Progressive multifocal leukoencephalopathy (PML) is a rare demyelinating disorder caused by JC virus, typically affecting immunocompromised patients, This case highlights the complexity of diagnosing PML in a patient with no overt immunodeficiency

A 68-year-old woman, with a medical history of hypothyroidism and a previous episode of immune thrombocytopenic purpura, presented to ED with aphasia and word finding difficulty, which persisted for two weeks. On examination, no additional focal neurological deficits were noted. MRI of the brain showed multiple subcortical FLAIR hyperintensity lesions, most pronounced in the left frontal lobe with DWI signal on the edge of the lesions.

The patient underwent an extensive workup including CBC, CMP, inflammatory, infectious and neoplastic workup from serum and CSF samples including but not limited to ANA, HIV, Syphilis, West Nile virus, Borrelia Burgdorferi, JC virus, HSV1 and 2, EBV, and paraneoplastic panel, which were unremarkable.

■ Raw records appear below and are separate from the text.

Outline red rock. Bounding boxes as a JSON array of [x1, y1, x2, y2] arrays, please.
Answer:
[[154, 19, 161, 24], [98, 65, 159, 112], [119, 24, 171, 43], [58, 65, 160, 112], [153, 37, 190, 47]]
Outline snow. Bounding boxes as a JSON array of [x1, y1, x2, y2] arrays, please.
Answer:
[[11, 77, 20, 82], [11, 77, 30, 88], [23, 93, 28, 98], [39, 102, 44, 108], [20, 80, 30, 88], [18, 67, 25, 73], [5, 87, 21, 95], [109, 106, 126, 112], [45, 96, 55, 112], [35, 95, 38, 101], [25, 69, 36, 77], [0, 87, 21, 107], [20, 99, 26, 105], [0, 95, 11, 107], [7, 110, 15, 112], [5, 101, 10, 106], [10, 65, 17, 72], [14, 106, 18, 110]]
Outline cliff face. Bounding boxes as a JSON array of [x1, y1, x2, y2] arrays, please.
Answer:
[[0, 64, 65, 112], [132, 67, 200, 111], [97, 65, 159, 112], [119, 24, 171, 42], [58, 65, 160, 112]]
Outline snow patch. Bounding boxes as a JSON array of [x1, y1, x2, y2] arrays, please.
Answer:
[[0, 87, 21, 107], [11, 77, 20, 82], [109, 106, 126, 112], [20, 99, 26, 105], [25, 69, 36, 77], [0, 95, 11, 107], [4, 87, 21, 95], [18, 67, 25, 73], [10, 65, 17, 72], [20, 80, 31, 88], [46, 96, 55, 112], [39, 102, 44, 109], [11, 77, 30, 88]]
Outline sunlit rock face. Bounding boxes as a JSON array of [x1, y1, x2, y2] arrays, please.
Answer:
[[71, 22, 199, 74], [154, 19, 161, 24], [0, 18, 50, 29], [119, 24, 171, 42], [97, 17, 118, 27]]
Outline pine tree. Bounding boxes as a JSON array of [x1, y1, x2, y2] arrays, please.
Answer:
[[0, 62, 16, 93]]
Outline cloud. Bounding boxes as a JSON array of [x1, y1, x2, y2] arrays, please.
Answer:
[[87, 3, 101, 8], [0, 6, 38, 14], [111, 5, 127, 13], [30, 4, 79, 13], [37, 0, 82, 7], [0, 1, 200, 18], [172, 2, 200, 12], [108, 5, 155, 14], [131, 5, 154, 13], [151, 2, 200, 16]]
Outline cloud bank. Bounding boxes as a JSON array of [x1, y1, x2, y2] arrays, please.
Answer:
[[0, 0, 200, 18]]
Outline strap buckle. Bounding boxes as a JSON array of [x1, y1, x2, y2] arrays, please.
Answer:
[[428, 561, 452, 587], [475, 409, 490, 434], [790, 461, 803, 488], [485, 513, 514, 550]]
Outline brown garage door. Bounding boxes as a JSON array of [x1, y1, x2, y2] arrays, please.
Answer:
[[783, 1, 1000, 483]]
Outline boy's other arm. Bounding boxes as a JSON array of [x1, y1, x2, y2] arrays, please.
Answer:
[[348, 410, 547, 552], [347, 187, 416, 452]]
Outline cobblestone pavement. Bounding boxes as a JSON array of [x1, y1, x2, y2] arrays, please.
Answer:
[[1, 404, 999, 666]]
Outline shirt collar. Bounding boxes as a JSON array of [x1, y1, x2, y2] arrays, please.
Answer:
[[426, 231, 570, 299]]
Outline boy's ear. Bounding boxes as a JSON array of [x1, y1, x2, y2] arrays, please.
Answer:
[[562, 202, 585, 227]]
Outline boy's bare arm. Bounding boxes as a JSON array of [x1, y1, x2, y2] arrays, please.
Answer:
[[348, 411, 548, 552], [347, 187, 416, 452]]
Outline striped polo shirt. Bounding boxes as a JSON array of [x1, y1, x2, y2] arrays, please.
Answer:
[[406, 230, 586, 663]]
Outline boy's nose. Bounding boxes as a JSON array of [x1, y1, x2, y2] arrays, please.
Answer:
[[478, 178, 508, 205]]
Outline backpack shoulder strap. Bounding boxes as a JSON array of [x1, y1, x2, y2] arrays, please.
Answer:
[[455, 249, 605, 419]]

 MRI cervical and thoracic spine with no lesions, furthermore, CT scan of the chest, abdomen, and pelvis were noncontributory. The patient remained stable, and was initially diagnosed with Acute Disseminated Encephalomyelitis (ADEM) by exclusion and treated with pulse intravenous methylprednisolone therapy.

One month later, the patient's speech difficulty persisted, and a subsequent brain MRI revealed progression of the lesions. Extensive work-up was repeated and yielded a similar outcome, except for identifying a low CD4 count of 76 cells/mcL. A brain biopsy was performed, confirming PML diagnosis through histopathology.